Breaking Down

Working out and developing muscles takes hard work, pain and often hurts miserably. The same is true for our creative muscles. Creativity is a muscle that the more we use, the better it gets. But, much like pizza for breakfast before hitting the gym, there are some things that we need to find ways of avoiding to stay our most creative selves:

  • Stress – If we need to be creative, we need to find some stress reducers. Exercise, going a walk, stepping back from a project, saying prayers…whatever we have to do to change our focus from our situation and reduce the stress.
  • Lack of sleep – Creativity is the first thing to go when we are tired. We’re not able to process normally and have to force our attention to focus on something it just doesn’t have the energy to do. Manage your energy and monitor your sleep so that you can be your most creative. Studies have proven that less than 7 hours of sleep for 3 straight nights causes our bodies to react as if we’re intoxicated.
  • Avoiding being intentional – We must intentionally refill our creativity. When we pour out non-stop, we have to refill or the tank will be empty. In our busy lives, we have to intentionally create time to be creative if it’s not happening naturally.
  • Focusing on too many ideas – We should always be documenting ideas, but our most important ideas need all the focus necessary to complete them. Scott Belsky said it best when he said “the greatest enemy to our ideas are newer ideas.”

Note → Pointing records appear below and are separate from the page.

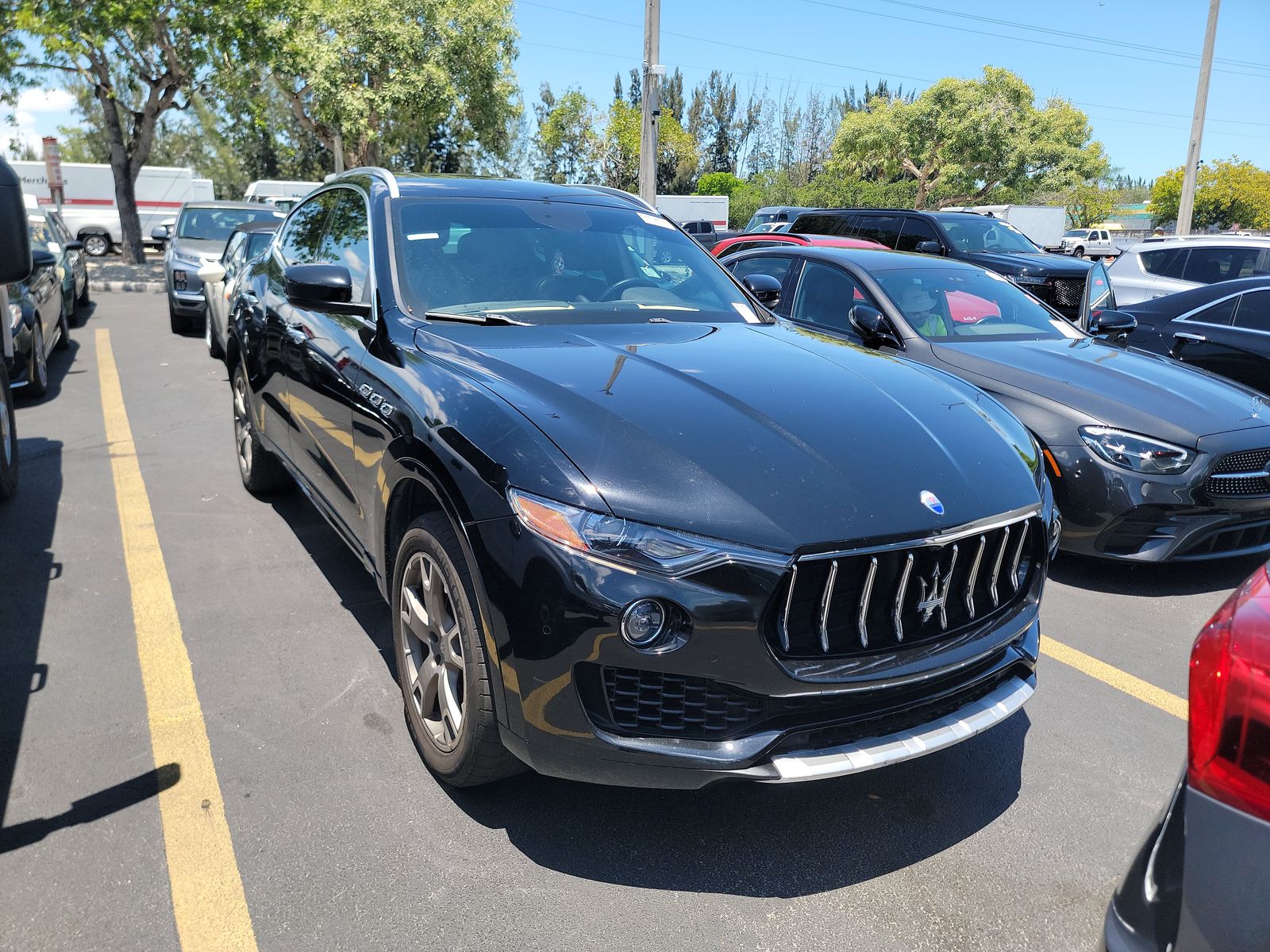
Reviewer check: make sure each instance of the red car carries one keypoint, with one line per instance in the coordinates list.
(768, 239)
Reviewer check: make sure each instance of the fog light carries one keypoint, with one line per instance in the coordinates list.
(645, 622)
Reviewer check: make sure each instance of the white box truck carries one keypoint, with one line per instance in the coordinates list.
(1043, 224)
(685, 209)
(88, 198)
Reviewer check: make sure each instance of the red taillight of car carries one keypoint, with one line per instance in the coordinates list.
(1230, 701)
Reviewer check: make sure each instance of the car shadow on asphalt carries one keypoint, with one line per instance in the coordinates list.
(753, 839)
(747, 839)
(1153, 579)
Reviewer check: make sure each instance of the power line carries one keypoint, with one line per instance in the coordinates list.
(1071, 36)
(1019, 40)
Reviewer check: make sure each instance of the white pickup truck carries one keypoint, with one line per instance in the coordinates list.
(1094, 244)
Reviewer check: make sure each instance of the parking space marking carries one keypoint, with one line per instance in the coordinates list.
(1109, 674)
(207, 898)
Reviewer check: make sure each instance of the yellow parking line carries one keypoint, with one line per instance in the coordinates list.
(207, 896)
(1118, 679)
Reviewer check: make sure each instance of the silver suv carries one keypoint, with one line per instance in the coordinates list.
(1155, 268)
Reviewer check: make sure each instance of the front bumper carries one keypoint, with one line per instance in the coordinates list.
(554, 619)
(1114, 513)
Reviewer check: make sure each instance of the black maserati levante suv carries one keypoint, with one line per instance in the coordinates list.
(633, 528)
(1149, 460)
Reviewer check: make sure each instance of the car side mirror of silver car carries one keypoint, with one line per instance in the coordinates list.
(873, 327)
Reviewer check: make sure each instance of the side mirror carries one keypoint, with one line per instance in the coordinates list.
(14, 234)
(211, 273)
(765, 287)
(873, 325)
(1111, 323)
(321, 287)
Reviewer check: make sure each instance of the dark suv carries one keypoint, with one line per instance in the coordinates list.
(633, 528)
(981, 239)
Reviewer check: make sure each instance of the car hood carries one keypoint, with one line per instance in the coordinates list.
(1039, 263)
(198, 248)
(1118, 387)
(761, 435)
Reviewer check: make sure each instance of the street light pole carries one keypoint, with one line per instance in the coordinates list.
(651, 101)
(1187, 206)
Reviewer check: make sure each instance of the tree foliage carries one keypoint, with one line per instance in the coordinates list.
(1227, 194)
(384, 74)
(962, 139)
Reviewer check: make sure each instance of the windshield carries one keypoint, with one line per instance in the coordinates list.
(975, 232)
(556, 263)
(219, 224)
(968, 305)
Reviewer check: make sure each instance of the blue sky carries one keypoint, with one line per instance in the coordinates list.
(1105, 56)
(1140, 108)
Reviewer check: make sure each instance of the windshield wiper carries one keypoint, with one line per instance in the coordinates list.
(487, 317)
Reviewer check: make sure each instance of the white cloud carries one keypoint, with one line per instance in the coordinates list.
(44, 101)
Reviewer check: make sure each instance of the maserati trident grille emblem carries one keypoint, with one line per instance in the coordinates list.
(937, 594)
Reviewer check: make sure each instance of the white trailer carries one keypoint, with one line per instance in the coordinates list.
(1043, 224)
(88, 198)
(683, 209)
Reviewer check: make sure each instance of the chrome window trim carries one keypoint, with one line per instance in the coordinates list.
(940, 539)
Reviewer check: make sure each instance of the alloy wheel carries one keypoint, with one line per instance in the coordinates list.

What are some of the things that cause you to personally break down creatively?

3 comments Add yours
  1. For me, creative breakdown begins when I fail to properly manage momentum. In my creative process momentum can be the difference maker for a project or a weekend or a design.

    It takes a lot of hustle to get the big mo rolling in the right direction and when it does go, it seems that more gets accomplished in one day then in an entire week. The challenge with that is that there is a temptation to continue to ride the mo to the point of exhaustion. When that happens it is almost like I experience a hangover the next day and all the mo I had is nowhere to be found and breakdown sets in.

    On the flip side of that being disciplined to step away, go home and get some rest… the next day picking up where I left off becomes easy, the creative mo continues and I can manage to ride the mo throughout the week or month. It all comes down to proper management.

  2. Creating space to create – that’s my killer.

    It plays off your third point; for me, creating a space is a combination of literally making an environment and dedicating time to work. It doesn’t have to be a permanent location either. Just knowing where I’ll be and what my day’s commitments – that’s my biggest hurdle.